Дальше путь лежал целиной, лугами, лесом. В тучных, испокон не видевших косы лугах пестрели цветы, краснели ягоды. В горах ягоды вызревают поздней весной и сохраняются до осени, пока не засохнут, собирать их некому. В лесу зрел обильный урожай рябины, смородины, калины, черемухи. Гибкие ветви орешника никли под тяжестью созревающих плодов. Дубы были осыпаны желудями. Хлопотливо жужжа, проносились пчелы. В дуплах деревьев таились их гнезда — ульи, полные душистого меда. Изредка попадались большие кучи земли и ветвей, сухого листа. Кучи эти шевелились, как живые, от бесчисленного множества крупных лесных муравьев. Одна из куч была разметана. Альма, поджав хвост, принюхиваясь, обошла развороченную кучу стороной.
«Медведь лакомился муравьями», — догадался Светлов и пошел осторожней, держа наготове ружье.
Чем дальше — долина становилась уже, приходилось пробираться меж деревьев и камней. Светлов шел с самого раннего утра, утомился и на ночлег остановился засветло.
Для ночевки он выбрал место возле ручья. Вскоре на полянке запылал, затрещал костер. Светлов готовил ужин, благо провизии раздобыть было нетрудно. По дороге Альма поймала зайца. Изумленный неожиданной встречей, он бросился наутек слишком поздно, был настигнут быстроногой собакой и погиб у нее в зубах. Дичи встречалось множество — и уток, и тетеревиных выводков. Светлов, преодолевая соблазн, не стрелял без надобности. Однако к ужину он облюбовал селезня, и ужин получился на славу. Он ощипал селезня и поджарил его на костре. Жаркое оказалось внутри сыроватым, но вкусным.

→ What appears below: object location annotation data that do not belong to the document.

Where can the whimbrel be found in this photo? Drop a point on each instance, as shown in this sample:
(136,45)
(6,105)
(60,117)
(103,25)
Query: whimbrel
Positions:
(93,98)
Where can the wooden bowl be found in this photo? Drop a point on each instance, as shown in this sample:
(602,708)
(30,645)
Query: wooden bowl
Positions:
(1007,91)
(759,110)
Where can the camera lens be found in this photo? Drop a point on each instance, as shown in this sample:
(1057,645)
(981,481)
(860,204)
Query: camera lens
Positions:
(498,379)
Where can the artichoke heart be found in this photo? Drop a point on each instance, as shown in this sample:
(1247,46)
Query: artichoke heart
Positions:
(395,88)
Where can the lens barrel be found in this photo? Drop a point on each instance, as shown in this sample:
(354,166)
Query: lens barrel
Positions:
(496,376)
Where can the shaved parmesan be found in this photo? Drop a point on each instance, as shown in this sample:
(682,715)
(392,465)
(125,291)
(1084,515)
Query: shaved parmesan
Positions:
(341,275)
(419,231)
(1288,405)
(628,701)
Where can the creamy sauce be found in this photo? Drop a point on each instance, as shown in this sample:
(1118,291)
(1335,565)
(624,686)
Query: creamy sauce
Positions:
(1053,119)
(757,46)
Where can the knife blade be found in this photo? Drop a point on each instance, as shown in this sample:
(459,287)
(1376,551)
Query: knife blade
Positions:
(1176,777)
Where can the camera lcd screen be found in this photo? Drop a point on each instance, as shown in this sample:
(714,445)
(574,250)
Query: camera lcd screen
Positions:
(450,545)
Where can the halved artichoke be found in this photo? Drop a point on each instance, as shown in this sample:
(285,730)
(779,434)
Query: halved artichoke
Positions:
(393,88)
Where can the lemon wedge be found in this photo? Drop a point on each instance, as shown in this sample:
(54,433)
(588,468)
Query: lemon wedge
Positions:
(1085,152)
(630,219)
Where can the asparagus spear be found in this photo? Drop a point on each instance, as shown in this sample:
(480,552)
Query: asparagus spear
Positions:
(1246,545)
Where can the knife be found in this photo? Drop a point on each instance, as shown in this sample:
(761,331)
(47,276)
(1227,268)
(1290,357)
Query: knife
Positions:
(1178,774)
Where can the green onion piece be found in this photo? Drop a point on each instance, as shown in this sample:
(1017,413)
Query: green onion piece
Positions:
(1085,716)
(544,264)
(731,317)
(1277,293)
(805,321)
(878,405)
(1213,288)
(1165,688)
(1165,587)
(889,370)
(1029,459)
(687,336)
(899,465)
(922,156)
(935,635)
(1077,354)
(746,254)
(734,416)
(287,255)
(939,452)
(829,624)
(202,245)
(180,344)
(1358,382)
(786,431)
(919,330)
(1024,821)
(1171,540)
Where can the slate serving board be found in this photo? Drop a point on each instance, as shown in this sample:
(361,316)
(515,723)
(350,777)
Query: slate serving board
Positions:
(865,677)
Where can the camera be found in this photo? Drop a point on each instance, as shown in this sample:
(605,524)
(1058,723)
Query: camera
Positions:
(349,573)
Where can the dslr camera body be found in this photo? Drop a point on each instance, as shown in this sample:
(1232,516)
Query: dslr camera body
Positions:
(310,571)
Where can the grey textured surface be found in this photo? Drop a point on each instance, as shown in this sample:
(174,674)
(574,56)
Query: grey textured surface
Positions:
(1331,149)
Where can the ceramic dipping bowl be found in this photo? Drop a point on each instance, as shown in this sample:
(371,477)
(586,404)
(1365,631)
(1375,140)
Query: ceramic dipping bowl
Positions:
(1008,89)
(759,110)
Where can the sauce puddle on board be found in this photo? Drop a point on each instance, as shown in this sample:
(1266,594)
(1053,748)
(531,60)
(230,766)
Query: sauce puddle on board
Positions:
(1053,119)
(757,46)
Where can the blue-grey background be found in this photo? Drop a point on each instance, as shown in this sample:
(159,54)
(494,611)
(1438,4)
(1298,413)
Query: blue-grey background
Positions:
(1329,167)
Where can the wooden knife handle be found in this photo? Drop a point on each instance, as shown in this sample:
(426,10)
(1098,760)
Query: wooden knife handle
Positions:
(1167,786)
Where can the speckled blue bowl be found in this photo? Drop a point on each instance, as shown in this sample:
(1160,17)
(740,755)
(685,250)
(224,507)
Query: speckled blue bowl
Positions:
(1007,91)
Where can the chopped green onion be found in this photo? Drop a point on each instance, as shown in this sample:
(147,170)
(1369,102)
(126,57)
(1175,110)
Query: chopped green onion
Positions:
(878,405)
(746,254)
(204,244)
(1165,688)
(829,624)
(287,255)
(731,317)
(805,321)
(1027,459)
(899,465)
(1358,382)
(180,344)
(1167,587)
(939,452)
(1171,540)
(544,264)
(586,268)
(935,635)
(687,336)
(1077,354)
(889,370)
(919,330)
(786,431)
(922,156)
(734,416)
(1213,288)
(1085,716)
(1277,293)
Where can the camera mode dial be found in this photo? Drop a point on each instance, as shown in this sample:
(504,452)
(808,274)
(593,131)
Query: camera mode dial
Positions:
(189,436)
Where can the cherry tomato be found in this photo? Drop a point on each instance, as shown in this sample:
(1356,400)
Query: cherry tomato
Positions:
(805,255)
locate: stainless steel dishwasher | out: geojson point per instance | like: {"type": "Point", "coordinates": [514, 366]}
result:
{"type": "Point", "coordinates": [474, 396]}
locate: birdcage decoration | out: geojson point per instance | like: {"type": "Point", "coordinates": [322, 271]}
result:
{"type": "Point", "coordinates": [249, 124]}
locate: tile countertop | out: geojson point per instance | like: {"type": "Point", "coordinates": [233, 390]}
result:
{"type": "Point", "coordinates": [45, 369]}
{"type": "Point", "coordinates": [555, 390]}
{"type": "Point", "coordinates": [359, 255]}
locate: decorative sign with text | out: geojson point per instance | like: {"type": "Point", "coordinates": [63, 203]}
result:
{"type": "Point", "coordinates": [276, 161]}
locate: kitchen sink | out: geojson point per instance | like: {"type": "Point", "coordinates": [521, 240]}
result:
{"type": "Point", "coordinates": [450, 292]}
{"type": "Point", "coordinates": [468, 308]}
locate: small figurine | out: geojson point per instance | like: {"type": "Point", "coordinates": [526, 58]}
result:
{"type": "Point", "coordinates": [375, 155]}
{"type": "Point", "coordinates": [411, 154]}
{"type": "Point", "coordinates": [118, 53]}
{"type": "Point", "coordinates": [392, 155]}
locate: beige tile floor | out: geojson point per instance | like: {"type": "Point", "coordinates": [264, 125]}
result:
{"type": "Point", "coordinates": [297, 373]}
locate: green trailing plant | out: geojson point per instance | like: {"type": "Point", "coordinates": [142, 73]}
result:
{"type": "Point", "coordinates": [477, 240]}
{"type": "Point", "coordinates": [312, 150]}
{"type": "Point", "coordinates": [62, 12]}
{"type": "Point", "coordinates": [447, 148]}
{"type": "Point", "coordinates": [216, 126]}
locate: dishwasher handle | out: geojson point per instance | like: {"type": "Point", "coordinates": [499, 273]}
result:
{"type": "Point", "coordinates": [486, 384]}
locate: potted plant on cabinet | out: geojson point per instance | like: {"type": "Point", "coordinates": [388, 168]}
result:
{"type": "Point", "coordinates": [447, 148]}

Закусив и напившись чаю из походного котелка, Светлов закурил и при свете костра занес впечатления дня в дневник, долголетний спутник странствований. Устроившись на ночлег, он поместил рядом с собой ружье, а ранец подложил под голову. Альма свернулась невдалеке. Она все понимала, во всем принимала живейшее участие, только что не разговаривала.
Слабо потрескивая, тлел догорающий костер. Темными громадами теснились вокруг горы. Деревья стояли неподвижные, лишь еле слышно шелестела листом осина, росшая возле ручья. Светлову казалось, что лежал он на дне глубокого темного колодца и где-то далеко вверху виднелся кусок темного звездного неба. Тишина была глубокая, но полная приглушенных ночных звуков. Плескался, журча на камнях, ручей. Слышались вскрики ночной птицы. Издали доносился глухой, непрерывный шум, как будто по дальнему проселку шел большой обоз.
«Уж не водопад ли это у Круглой горы? — размышлял Светлов. — Так шумит издали, если прислушаться ночью, Москва.»